The buildings are constructed from Hamstone, a Jurassic limestone quarried on the local Ham Hill.

The priory itself is linked to a barn by a wall. It includes a gateway which provides access from North Street. The 5 m high wall dates from the 15th century and includes an arched gateway which has a buttress on its western side. The barn is largely from the 18th century; however it incorporates material from the former building. The southern end is supported by two buttresses and the north side includes a door on the first floor.

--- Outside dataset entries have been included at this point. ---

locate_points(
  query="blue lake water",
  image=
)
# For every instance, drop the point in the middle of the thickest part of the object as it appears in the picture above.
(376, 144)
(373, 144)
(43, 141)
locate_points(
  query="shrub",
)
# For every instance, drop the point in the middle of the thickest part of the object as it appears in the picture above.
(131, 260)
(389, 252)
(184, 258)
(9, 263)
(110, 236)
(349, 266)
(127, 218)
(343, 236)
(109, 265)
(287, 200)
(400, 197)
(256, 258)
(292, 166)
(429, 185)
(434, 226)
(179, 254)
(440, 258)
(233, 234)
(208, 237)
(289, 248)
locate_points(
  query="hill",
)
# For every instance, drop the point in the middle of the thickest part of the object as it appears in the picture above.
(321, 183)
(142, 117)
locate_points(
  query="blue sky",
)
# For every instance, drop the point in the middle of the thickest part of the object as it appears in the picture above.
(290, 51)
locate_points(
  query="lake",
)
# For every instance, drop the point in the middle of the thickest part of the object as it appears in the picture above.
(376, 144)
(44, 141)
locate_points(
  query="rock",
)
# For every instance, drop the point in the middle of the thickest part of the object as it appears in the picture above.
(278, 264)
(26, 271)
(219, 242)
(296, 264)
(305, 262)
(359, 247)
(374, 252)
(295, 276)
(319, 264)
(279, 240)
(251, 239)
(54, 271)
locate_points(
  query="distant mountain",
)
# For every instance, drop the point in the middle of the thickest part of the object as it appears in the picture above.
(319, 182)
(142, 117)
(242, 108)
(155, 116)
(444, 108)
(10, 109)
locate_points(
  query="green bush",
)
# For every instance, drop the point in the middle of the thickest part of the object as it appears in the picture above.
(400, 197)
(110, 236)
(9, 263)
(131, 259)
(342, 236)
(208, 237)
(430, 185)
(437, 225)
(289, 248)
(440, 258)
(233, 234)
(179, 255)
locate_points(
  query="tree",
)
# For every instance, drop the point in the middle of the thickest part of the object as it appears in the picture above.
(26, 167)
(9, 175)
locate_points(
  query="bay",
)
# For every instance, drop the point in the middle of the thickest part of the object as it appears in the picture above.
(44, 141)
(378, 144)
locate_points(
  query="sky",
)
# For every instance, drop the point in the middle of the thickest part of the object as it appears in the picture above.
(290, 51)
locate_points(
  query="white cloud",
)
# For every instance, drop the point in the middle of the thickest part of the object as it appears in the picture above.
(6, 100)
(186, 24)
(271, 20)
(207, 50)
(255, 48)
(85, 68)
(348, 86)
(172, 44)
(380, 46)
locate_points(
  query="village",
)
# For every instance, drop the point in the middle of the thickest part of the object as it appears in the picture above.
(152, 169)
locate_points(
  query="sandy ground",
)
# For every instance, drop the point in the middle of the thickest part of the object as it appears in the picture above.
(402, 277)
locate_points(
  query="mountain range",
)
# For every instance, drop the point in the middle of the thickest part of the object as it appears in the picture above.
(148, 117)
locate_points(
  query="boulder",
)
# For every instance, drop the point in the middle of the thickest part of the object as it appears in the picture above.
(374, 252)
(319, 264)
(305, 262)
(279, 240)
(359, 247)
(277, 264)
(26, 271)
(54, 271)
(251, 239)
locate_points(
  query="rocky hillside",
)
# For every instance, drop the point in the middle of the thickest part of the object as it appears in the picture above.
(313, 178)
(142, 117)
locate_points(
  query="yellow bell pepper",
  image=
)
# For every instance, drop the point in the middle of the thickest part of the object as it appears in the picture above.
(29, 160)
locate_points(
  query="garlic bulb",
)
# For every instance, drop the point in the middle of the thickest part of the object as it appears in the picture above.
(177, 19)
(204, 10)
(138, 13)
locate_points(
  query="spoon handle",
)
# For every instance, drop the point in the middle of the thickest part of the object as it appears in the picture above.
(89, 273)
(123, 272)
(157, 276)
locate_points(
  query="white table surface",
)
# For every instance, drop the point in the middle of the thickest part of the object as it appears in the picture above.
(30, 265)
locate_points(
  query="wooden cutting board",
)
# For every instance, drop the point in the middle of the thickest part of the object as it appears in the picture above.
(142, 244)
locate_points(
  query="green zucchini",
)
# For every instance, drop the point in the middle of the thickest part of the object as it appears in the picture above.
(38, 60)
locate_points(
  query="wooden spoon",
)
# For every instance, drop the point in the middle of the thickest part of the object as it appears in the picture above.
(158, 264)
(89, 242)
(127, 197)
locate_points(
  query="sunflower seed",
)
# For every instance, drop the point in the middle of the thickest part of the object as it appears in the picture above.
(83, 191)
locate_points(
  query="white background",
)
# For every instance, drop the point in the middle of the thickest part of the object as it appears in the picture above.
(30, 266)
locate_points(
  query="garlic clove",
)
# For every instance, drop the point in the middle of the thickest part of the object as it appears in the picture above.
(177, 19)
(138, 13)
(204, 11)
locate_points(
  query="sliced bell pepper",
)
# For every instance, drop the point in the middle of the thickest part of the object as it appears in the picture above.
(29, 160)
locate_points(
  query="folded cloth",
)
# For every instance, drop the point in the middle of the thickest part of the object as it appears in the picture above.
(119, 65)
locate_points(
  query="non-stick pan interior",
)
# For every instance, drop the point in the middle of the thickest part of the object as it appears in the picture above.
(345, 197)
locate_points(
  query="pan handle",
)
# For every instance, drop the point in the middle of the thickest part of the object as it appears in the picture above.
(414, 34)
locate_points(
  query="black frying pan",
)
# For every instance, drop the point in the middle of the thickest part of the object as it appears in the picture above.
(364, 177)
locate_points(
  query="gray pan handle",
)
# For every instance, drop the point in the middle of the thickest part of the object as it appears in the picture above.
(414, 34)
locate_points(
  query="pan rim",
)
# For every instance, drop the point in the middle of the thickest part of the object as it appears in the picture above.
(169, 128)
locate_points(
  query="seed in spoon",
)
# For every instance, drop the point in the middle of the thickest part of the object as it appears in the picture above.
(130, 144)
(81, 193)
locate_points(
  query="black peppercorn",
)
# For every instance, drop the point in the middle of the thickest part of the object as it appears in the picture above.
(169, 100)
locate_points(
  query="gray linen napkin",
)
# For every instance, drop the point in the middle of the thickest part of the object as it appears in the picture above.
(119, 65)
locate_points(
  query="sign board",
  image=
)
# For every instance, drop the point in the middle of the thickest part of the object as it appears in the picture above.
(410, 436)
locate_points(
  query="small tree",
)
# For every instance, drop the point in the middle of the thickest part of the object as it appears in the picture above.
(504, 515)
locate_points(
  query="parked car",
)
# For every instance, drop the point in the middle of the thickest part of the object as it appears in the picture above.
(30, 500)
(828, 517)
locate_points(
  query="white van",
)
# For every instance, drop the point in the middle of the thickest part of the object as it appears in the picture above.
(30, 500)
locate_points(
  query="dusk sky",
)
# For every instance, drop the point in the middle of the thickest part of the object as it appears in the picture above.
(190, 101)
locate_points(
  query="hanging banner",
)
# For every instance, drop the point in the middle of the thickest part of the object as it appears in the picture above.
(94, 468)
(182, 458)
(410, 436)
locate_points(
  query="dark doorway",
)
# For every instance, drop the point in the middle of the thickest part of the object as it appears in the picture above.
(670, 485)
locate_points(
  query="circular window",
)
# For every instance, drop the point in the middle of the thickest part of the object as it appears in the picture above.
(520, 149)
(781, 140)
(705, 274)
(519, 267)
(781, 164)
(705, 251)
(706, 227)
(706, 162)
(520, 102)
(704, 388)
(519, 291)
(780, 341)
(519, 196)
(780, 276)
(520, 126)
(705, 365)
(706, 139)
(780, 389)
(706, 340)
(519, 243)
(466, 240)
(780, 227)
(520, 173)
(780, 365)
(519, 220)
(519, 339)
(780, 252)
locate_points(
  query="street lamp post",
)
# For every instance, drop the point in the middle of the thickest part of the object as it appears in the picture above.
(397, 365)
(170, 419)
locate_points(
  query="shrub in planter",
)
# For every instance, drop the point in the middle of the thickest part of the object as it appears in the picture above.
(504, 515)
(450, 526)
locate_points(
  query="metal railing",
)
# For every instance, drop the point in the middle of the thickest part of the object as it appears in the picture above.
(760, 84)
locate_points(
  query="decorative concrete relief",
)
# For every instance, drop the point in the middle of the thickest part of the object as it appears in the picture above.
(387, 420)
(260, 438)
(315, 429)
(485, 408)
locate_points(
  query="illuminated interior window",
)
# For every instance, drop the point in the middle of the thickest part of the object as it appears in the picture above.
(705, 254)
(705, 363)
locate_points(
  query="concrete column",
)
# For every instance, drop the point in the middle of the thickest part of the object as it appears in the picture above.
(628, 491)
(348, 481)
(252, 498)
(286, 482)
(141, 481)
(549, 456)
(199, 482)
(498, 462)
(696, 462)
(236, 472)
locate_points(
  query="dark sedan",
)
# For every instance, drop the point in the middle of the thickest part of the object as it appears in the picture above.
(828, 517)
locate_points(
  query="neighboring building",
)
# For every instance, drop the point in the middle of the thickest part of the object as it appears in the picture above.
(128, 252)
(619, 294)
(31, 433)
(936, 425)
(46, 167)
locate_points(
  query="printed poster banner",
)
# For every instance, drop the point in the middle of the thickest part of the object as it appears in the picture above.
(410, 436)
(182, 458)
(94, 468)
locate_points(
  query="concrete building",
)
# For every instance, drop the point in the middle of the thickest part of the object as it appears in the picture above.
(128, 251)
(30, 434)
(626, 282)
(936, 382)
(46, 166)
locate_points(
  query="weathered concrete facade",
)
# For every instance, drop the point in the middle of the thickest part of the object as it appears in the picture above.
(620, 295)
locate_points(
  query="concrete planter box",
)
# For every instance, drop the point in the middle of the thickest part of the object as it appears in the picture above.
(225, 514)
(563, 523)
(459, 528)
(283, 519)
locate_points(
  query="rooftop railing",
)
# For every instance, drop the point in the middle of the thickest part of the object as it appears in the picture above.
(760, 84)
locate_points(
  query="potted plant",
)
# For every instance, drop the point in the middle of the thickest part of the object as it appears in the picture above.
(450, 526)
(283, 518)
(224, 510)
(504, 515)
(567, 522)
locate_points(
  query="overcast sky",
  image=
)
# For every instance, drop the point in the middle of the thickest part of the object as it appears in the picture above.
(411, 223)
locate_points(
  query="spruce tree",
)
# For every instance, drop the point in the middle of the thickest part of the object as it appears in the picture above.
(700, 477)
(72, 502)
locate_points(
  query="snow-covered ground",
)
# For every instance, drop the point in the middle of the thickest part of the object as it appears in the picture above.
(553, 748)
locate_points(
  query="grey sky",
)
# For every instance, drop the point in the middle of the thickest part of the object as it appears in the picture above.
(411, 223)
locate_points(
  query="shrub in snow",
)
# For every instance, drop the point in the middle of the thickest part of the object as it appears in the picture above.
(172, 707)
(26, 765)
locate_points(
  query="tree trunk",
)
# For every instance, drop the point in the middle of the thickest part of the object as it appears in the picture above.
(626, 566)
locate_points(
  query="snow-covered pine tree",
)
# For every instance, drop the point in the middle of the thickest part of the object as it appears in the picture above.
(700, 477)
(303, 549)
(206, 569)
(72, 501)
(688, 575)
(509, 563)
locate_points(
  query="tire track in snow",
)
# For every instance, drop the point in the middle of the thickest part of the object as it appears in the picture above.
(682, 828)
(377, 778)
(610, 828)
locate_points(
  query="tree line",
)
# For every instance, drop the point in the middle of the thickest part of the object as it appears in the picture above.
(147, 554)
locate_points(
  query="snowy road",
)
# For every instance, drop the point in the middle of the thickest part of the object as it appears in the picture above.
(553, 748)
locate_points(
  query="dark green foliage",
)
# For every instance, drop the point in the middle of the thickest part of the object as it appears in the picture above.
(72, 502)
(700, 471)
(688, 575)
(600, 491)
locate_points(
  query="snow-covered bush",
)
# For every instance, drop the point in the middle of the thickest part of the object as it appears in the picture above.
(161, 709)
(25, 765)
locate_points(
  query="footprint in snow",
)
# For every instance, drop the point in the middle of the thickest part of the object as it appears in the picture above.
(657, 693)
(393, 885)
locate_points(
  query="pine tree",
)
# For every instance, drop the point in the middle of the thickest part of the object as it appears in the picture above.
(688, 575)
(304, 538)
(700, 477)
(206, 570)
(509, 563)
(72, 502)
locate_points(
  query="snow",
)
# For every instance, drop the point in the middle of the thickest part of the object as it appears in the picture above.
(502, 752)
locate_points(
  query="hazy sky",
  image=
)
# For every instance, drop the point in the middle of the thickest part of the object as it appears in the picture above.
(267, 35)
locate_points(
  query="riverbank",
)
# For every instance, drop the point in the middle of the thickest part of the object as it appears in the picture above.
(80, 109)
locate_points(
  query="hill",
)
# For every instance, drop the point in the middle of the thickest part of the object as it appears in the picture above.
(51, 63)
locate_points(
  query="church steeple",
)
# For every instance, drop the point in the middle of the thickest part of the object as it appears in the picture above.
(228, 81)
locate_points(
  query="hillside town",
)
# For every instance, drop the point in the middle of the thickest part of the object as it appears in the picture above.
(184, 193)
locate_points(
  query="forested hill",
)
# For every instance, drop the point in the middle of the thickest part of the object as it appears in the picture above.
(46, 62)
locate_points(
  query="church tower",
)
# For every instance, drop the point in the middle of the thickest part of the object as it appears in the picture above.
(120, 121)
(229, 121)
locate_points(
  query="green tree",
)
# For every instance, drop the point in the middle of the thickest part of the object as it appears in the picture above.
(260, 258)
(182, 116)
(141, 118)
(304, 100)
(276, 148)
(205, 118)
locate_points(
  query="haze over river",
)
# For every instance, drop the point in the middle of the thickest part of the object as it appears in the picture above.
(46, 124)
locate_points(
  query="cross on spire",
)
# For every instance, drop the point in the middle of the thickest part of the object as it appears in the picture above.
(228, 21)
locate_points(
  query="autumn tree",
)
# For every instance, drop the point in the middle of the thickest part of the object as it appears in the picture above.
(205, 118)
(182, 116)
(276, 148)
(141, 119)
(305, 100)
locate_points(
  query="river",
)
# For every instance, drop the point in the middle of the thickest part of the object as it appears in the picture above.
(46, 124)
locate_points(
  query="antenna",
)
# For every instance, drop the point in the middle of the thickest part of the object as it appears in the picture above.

The other barn which is about 25 m north west of The Priory was built in the 15th century. It has partially thatched roof, and served as a tithe barn. The other outbuilding which is about 40 m north west of The Priory may once have been used as a wagon shed. A further 15th century barn to the west of The Priory is now ruined, following a fire in 1969. It is close to the circular Dovecote which may date from the 14th century. Pigeons and doves were an important food source historically kept for their eggs, flesh, and dung.

The main priory building itself is of an L-shaped plan and consists of three unequal wings. The oldest part contains the hall, screens and dormitory. This was built in the 14th century but contains stones from the previous building, which show oblique tooling found in Norman architecture. The two-storey hall is 28 ft long and 18 ft wide. It was originally used as the refectory, with a window being added by Bishop Beckington in the 15th century, and later became a coal store. The hall also has arches into bays and an ogee-headed recess which may have been an aumbry. At the eastern end of the hall is a parlour on the ground floor and, on the first floor, is a dormitory. The chapel next to the dormitory can be seen through a squint which is unusually combined with a piscina.

The central block south of the hall contains the dining room and kitchen on the ground floor with bedrooms above. Both have chamfered beams made of elm which are approximately 19 ft long. Centrally between the two rooms is a large medieval fireplace including a bread oven. Next to the kitchen is the large south store.